I'm not sure how long winded your charities are up there, but I'd have trouble getting tired from just one.
the way people experience fatigue from reading is by not bothering to finish something... In a magazine, which as I recall is where Ogilvy placed those ads, there's always something else to move onto - Even if it's the next ad or piece of junk mail.
Nobody reads a half page and goes, "Man, I'm whacked!" They just turn the page, without even knowing why.
I think it would be next to impossible to pick one face as 'the least tiring'. But you could set some parameters that will tend to indicate if a font could be less tiring than some others. You could start with open shapes, large counters, Large(ish) x-height and tracking that isn't too tight and so on. In other words, almost any well designed typeface intended for imersive reading.
Nick, I was just involved in some 'legibility' testing for a signage typeface with a well know Canadian institute for the blind, here in Toronto... (round 2, if Joe is reading. I forced a second round of testing after pointing out some serious flaws in the first round). The trouble with this sort of testing so far as I have seen (with the notable exception of ClearviewHWY) is that nobody doing the testing knows anything about typography ("X-height is how big the letters are, right? - And kerning is how far apart the are, and serifs are..." "UH, yeahwhatever") and the discount the skill of the designer, and then make ridiculous comparisons of completely dissimilar typefaces the basis of their experiments.
The ad was for Save The Children, and the black type "raised twice as much money", according to Ogilvy on Advertising. He wrote that book in 1983, retired in his chateau in France.
"If you start your body copy with a drop initial, you increase readership by 13%"
"It is now known that widows (short lines) increase readership".
"This is 11-point, and about right"
-more gems from Ogilvy, the result of readership surveys. Note that the term emphasizes the reader (albeit as a marketing demographic), whereas our "readability" focuses on the text.
I've read the book several times, but not lately.
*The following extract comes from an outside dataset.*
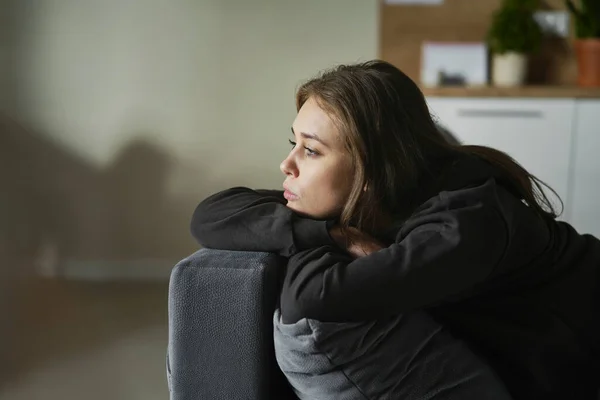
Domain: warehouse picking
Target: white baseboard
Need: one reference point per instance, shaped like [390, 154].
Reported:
[102, 270]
"...the[y] discount the skill of the designer, and then make ridiculous comparisons of completely dissimilar typefaces the basis of their experiments."
Now now. The designer is unimportant to these readability or legibility issues. The issues are engineering problems, not design problems.
"...with the notable exception of ClearviewHWY..."
Though the face is a notable exception, the testing is hardly better than what anyone else with an agenda has done.
That's interesting. I've read the Ogilvy twice -- once in the 90s and once this century -- and I'm still not clear in my own mind what I think of his conclusions.
Well, dberlow, - hardly better is still better, isn't it? :)
now, I'm off to re-read Mr. Ogilvy.
In his own time, with his copy-heavy ads, Ogilvy was against the grain of the "word+image=big idea" school of advertising which won all the awards and made the history books. But he was very successful and not alone in his method.
Nowadays, would anyone dream of putting so much text in an ad? Very rarely, but that's not to say that text-centric marketing has vanished, as there is a whole genre of advertorial newsletters in print and online, and often the editorial in periodicals is thinly disguised advertising. Just look at the massive auto and real estate sections in daily newspapers, hardly objective journalism.
Berlow is quite wrong about that, in theory and in practice, but since he’s been around forever the kids are likely to believe him. As are the managers, who cannot differentiate one font from another unless it’s a true apples/oranges comparison (Univers vs. Arial, no; Times [“New”] Roman vs. Comic Sans, yes). We’re trying to get the discussion beyond “Let’s compare our new legibility font and Comic Sans” to “Let’s compare our new legibility font against plausible alternatives.”